In Ireland many think our culture focuses around drinking alcohol, causing us to have the second highest consumption rates in Europe.
The Irish people use drinking as a regular hobby rather than an occasional activity. Binge drinking is a normal thing for Irish people and the youth in Ireland lead by example, watching their parents, siblings or friends drinking regularly and may feel obliged to partake.
According to Alcohol Action Ireland, 64% of males and 51% of females started drinking before they reached the legal age of 18.
It is evident in Ireland that we do have a problem with drink and drug culture among young people, with the youth being irresponsible while intoxicated. The RSA found that 17-24-year olds are the highest number of drivers who have caused fatal collisions where alcohol was a factor.
Many teenagers today start drinking between the ages of 13-16 years old. At this age they are too young to understand the effects of alcohol on our bodies. By the time many of them have turned 18 years old, they have been consuming alcohol for so long that they lose interest and unfortunately turn to recreational drug use.
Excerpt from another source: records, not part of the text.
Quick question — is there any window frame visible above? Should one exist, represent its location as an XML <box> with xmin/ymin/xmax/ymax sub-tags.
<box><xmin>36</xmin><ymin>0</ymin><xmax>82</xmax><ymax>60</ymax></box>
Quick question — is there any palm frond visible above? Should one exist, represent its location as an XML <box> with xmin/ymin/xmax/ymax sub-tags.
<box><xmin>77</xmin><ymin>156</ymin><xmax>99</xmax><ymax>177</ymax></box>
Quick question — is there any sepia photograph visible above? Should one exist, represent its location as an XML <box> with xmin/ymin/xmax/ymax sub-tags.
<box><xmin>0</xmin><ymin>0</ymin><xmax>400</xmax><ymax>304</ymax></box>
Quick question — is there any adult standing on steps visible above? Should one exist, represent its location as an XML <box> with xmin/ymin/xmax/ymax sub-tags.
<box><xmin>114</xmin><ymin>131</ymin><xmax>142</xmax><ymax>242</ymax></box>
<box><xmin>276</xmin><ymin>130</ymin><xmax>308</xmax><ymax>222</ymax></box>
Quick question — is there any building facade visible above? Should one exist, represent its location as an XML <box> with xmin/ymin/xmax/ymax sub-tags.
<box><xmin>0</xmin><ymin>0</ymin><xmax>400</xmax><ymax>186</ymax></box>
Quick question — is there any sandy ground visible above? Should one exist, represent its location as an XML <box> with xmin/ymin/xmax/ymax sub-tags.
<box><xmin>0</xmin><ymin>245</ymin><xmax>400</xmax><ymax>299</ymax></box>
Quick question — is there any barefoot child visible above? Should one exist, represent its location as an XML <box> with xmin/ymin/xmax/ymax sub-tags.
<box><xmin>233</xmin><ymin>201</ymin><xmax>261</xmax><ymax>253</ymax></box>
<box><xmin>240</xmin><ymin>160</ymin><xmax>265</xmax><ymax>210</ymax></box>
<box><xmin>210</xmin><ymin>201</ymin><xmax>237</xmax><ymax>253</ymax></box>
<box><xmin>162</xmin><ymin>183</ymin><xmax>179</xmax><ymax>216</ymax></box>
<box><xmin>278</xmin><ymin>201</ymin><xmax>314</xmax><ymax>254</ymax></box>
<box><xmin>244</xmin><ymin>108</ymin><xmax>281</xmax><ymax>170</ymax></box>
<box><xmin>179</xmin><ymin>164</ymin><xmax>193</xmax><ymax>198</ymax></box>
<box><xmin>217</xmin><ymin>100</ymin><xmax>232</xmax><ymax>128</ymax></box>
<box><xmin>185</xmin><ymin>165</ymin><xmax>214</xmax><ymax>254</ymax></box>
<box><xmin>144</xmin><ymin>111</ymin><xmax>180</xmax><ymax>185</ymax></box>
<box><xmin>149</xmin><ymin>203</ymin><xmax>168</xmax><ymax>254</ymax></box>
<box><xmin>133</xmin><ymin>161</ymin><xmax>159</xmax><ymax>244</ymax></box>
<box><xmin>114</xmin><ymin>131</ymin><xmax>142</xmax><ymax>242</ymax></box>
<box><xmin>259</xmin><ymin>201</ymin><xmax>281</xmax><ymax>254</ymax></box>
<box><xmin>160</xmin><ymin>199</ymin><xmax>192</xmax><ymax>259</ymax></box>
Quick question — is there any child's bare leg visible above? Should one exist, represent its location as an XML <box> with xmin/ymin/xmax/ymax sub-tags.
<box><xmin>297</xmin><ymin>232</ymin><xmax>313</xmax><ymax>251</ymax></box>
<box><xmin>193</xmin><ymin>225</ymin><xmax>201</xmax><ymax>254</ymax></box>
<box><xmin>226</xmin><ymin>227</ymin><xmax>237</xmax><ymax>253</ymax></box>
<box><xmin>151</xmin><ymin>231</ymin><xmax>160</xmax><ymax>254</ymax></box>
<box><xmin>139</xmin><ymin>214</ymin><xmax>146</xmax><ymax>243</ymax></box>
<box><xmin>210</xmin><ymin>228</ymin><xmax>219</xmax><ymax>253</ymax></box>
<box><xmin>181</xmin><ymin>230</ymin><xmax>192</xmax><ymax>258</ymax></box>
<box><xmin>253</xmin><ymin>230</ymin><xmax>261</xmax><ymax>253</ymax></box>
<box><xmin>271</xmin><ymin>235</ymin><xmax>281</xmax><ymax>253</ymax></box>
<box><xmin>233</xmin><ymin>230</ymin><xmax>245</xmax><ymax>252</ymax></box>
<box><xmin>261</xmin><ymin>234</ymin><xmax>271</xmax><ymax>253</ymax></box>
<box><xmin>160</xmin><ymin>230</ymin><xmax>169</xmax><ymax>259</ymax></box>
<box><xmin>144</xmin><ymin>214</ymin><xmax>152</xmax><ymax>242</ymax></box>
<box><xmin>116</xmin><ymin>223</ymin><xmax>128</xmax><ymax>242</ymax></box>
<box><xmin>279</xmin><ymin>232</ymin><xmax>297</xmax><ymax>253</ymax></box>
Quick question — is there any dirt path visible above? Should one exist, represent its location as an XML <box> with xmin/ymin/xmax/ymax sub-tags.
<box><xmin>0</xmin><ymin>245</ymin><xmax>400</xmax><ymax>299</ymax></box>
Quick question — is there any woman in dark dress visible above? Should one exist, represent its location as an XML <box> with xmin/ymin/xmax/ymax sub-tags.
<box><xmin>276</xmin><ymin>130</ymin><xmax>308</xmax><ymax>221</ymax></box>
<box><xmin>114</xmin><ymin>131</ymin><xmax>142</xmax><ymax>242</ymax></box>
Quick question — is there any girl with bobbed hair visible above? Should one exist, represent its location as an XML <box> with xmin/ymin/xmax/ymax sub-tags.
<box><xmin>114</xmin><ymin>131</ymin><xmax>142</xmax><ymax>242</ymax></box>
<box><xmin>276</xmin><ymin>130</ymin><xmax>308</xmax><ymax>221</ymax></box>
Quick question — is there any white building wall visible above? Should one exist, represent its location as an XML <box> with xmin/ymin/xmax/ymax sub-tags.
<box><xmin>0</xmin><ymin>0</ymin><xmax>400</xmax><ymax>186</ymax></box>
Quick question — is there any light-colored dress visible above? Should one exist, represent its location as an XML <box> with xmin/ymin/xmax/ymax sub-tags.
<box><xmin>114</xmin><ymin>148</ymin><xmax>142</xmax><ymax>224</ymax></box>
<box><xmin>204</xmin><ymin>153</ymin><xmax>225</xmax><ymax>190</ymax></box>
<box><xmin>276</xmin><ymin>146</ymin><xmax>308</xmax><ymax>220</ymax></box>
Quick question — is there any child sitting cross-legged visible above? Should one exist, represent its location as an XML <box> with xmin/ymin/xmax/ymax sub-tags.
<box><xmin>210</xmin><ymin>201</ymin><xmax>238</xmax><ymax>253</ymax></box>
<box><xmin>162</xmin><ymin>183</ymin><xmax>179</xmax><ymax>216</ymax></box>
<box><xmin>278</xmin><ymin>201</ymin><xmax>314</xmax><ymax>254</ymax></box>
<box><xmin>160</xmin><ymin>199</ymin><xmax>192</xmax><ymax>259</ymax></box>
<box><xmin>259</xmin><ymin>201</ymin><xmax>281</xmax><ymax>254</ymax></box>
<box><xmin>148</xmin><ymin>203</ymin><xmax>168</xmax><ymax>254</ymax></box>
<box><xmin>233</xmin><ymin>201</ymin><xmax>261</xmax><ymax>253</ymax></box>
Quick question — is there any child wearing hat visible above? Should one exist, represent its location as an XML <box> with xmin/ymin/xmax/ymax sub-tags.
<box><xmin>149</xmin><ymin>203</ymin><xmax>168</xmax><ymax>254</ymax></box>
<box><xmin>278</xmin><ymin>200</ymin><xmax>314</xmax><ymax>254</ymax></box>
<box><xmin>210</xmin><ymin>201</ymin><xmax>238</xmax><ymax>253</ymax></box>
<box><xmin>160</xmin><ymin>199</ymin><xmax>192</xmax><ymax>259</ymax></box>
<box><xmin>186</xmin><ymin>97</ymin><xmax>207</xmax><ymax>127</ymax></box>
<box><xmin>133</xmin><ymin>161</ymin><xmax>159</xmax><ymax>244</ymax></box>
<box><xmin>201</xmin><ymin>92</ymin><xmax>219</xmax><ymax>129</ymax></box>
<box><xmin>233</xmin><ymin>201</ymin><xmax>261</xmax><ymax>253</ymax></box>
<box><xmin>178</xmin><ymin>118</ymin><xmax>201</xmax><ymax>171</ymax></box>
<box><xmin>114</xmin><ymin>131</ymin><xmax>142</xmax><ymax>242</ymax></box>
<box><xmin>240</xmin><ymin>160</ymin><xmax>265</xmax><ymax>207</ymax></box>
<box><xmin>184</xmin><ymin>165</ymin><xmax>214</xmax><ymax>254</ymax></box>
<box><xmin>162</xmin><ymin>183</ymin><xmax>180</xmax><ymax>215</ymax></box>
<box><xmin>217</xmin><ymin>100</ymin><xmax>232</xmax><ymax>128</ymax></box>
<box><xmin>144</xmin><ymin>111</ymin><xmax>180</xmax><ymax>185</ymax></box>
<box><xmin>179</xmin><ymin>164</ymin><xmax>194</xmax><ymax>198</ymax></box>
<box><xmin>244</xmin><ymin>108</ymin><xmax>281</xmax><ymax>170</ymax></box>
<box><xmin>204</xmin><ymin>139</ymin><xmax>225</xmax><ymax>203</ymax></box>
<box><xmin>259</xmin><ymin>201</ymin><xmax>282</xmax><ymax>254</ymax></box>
According to the European School Survey Project on Drugs and Alcohol 5 per cent of teenagers aged 15-16-years had taken cannabis by the age of 13. The youth today have a far greater accessibility to drugs and alcohol, with 43 per cent of teenagers admitting that they would find it easy to source cannabis.
Criminal gangs in Ireland are recruiting and exploiting children as young as 11 years old into the drug trade, according to research on the impact of criminal networks on young people.
Unfortunately, this happened to 17-year-old Keane Mulready-Woods who was murdered and dismembered in a bloody drug feud earlier this year.
What these teenagers do not realise is the lasting effects that drugs and alcohol have. Alcohol and drugs can cause serious health problems, addiction and can potentially ruin lives.
However, the root of the problem is that the youth of today are not correctly educated on the effects of alcohol and drug use. Is there enough supports in Ireland to help young people escape our drinking and drug culture?
In school, children do not receive enough education on drugs and alcohol, causing young people to go out at the weekends and binge drink, which then for some of them becomes a typical part of their lifestyle.
In Ireland, we are lucky to have several rehabilitation centers for addicts, such as Alcoholics Anonymous meetings which are held in every county along with addiction counselling.
However, many people that require rehabilitation for addiction simply cannot afford it, with residential treatment centers costing up to €8000. With many drug users and alcoholics in Ireland being homeless, some are not able to access free help.
It seems that we could lower the drinking and drug culture among Irish youth if young people were educated properly on the consequences and lasting effects. They should be given the correct information about substance abuse and the supports that are open to them.